Лева глупо заморгал, потом посмотрел на меня, на Витьку и, кажется, ничего не понял. Витька в это время шевелил губами. Он, наверно, старался выговорить без запинки: рапортовал да не дорапортовал, стал дорапортовывать - зарапортовался.

И еще мне пришлось удивляться вечером - у Тольки Уткина.

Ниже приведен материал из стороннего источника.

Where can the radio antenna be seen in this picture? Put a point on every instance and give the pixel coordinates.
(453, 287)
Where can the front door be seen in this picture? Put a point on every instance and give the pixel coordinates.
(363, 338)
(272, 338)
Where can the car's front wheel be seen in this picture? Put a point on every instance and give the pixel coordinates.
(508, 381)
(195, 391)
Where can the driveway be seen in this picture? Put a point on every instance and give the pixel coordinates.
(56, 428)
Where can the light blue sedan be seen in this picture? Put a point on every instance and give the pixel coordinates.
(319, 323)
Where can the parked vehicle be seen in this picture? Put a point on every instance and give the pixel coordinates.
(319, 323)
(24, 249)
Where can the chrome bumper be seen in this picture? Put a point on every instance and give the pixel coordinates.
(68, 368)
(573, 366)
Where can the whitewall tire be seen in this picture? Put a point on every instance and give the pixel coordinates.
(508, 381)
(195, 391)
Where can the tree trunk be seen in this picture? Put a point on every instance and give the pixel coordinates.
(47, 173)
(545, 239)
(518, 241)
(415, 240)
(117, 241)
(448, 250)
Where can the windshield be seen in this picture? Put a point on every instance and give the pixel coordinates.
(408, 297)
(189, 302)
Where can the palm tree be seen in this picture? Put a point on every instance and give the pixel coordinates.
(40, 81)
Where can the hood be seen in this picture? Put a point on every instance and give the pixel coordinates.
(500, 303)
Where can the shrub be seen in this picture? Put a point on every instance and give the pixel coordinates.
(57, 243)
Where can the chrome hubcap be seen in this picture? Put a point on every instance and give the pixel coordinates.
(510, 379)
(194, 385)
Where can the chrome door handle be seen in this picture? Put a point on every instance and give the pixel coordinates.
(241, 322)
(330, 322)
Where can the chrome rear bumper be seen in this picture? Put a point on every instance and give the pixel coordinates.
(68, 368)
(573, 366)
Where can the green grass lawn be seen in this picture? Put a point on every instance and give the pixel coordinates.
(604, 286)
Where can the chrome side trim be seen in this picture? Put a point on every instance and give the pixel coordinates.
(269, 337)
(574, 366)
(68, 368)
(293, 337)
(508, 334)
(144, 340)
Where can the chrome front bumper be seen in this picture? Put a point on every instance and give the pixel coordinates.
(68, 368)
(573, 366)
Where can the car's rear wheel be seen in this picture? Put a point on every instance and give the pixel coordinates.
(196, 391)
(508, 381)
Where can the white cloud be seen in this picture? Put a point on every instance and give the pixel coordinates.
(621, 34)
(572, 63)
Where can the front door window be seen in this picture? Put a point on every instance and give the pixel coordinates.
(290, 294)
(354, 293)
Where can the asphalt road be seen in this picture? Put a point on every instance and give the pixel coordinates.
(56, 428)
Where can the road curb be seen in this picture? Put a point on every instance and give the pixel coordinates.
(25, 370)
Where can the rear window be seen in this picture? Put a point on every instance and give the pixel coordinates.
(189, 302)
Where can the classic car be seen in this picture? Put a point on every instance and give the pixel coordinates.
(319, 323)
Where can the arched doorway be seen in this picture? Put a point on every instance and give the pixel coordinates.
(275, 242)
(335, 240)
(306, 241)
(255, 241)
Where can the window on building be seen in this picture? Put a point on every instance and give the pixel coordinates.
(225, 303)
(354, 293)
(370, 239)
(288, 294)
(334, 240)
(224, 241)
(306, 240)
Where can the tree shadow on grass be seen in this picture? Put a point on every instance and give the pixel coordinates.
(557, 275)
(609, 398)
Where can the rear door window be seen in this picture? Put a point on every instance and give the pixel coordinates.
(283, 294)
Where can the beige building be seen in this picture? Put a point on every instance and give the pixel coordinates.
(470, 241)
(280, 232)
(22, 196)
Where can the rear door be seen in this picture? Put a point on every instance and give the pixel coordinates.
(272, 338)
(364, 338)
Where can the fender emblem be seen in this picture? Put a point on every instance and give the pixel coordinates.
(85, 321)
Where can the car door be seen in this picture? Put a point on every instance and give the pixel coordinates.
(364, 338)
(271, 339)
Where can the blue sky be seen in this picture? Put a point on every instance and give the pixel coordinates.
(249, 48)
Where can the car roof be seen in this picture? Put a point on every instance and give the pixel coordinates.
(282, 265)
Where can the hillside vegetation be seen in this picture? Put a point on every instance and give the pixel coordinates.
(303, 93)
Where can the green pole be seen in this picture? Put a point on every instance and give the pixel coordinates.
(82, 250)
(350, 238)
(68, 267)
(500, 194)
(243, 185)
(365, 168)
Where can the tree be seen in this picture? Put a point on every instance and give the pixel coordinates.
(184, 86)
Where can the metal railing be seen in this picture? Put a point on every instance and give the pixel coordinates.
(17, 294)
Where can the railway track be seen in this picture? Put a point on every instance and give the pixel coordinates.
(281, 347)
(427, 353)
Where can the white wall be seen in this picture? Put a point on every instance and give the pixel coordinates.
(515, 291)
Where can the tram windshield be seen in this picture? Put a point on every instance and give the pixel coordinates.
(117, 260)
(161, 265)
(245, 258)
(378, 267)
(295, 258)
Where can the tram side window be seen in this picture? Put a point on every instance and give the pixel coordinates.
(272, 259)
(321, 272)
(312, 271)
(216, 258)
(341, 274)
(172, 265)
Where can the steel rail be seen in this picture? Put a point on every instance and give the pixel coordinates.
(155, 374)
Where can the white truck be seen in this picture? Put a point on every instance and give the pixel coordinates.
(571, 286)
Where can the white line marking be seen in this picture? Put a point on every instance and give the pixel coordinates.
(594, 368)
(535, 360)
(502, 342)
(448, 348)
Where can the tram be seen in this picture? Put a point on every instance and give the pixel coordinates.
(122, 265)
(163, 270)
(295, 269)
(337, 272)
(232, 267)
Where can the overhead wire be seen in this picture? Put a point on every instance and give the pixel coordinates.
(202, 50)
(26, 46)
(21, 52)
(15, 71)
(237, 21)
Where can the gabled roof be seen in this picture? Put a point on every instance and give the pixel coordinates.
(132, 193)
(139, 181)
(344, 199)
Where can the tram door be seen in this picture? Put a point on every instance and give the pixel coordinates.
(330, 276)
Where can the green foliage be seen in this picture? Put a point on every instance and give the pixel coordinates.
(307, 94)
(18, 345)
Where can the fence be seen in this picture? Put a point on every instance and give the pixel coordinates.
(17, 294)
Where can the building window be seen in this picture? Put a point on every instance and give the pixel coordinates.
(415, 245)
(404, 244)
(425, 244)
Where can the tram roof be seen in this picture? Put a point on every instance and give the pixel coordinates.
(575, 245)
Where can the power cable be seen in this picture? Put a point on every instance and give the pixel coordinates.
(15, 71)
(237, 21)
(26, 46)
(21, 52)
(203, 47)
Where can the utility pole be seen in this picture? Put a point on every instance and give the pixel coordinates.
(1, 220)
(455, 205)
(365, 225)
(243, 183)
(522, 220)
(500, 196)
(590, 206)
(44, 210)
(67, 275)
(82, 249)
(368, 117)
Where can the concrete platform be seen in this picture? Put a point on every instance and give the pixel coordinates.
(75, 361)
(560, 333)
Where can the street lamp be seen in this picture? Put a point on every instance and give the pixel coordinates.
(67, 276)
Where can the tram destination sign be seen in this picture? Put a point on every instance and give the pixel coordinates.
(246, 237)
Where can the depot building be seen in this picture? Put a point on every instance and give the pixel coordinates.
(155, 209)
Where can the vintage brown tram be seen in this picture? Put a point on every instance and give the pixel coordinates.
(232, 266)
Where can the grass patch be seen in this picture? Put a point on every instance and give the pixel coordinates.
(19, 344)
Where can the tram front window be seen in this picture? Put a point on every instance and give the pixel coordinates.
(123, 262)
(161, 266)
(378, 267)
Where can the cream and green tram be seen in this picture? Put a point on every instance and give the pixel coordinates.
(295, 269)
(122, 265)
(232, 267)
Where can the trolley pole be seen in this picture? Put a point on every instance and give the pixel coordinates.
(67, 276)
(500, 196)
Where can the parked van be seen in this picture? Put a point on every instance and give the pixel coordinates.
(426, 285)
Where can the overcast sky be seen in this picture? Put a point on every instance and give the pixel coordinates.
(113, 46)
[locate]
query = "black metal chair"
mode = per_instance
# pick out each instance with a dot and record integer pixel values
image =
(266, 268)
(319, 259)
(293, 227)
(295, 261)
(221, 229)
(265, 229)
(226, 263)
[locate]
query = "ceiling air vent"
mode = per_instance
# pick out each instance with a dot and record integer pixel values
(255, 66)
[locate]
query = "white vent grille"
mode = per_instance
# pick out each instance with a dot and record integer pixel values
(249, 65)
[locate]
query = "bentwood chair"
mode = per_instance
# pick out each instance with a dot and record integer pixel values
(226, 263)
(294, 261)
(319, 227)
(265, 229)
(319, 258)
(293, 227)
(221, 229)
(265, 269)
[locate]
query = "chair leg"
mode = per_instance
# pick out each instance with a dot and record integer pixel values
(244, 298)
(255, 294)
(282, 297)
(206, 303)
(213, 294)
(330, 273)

Раньше, бывало, придешь к ним - Алексей Иванович или совсем тебя не заметит, или, в крайнем случае, спросит:

- Что скажешь?

На такой вопрос всегда отвечать трудно, тем более взрослому человеку, поэтому молчишь. И он молчит, отвернется. Как будто рассердился на тебя, а за что - убей, не знаешь. А тут вечером прихожу, он читает газету. Не успел я поздороваться, он повернулся и говорит:

- Похоронил мать?

- Похоронил, дядя Леша.

- Значит, теперь сирота?

- Сирота, дядя Леша.

Алексей Иванович набил желтой ваты в мундштук папиросы, неторопливо прикурил и опять спрашивает:

- Чем ты теперь займешься?

- Совсем не знаю…

- Хм… Не знаешь? Тебе тринадцать с лихвой. А раньше с десяти лет знали, что делать. Работали! На фабрике работали. Как там у поэта Некрасова… "Плачь детей", что ли? "Колесо гудит, гудит, гудит…" Надо думать, по карманам шарить начнешь?